Велено во успении матери... Натальи
Кирилловны написать на полотне
живописным письмом персона длиною
два аршина с четвертью, ширина полтора
аршина и зделать рамы флемованные
(с волнообразной рейкой по рельефу — Н.М.)
и прикрыть чернилами (вычернить — Н.М.).
И того ж числа велено писать живописцу
Михаилу Чоглокову своими припасы. И
февраля во 2 день живописец Михайло
Чоглоков тое персону против указу написав
и зделав флемованные рамы, принёс в
оружейную палату. И того же числа по
приказу окольничего Ивана Юрьевича
Леонтьева та персона переставлена в
Оружейную большую казну.
— Михайлу Чоглокова позвали?
— Позвали, государь. Который час сидит дожидается.
— Ко мне его. Быстро! Михайло! Рад тебя видеть. Прости, учитель, что ждать заставил — с делами трудно рассчитать.
— Как можно, государь, вашему величеству себе извинений искать! Моё дело служилое: надо — хоть до ночи, хоть и с ночью подожду. А что учителем ты меня, государь, назвал, великая для меня честь.
— Что за честь, Михайло, ты меня кисти учил в руках держать, мастерства своего азы преподал. Спасибо тебе. А вот теперь посоветоваться хочу. Слыхал, что викторию по поводу побед азовских сделать надобно. Дело в Москве неслыханное, так мы и всю жизнь переиначивать собрались. Без живописных дел не обойтись.
— Замыслил что, государь?
— Убирать станем мост Каменный, башню кремлёвскую Водовзводную. Огни потешные по всему городу зажжём. А вот по улицам и по мосту хочу картины расставить преогромные и на них весь поход Азовский представить. Битвы там, осады, турок побеждённых. С аллегориями. Сможешь, Михайло?

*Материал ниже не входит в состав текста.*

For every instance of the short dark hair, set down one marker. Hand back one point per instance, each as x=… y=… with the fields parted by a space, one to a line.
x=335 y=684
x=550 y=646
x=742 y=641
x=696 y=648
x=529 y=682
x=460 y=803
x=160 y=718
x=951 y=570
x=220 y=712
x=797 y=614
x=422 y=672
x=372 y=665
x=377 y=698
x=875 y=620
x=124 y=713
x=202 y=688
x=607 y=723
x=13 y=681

— Дело непривычное. А сделать, почему же, можно и сделать. Вон на гравюрах иноземных сколько викторий представлено. Поглядеть да на московскую мерку и перевести. Вот только...
— Материалы получишь. Помощников — сколько потребуется.
— Я не про то, государь. Вот москвичи-то уразумеют ли? К живописи они непривычные.
— Тоже тебе беда! Не привыкли — привыкнут. Раз государь повелел, глядеть будут да похваливать, а там и впрямь попривыкнут. Для начала солдат около картин поставим, чтоб беды какой не случилось. Ты, Михайло, своим делом занимайся и помни: нет у тебя времени, совсем нету. Чем быстрее картины свои смастеришь, тем раньше викторию отпразднуем.
— Постараюсь, Пётр Алексеевич.
— Вот и старайся мир удивить, нам оно сейчас, ой, как надобно.
— А сколько оказ быть-то должно, государь?
— Как ты сказал — оказ? Точно! Лучше не скажешь. Двадцать мне на вскидку надобно. А для башни Водовзводной прикинь, как фонари цветные в бойницах расставить, из каких бойниц ткани яркие да ковры вывесить. И ещё у оказ помусты придумай — певчие с музыкантами там стоять будут, кантаты победные исполнять.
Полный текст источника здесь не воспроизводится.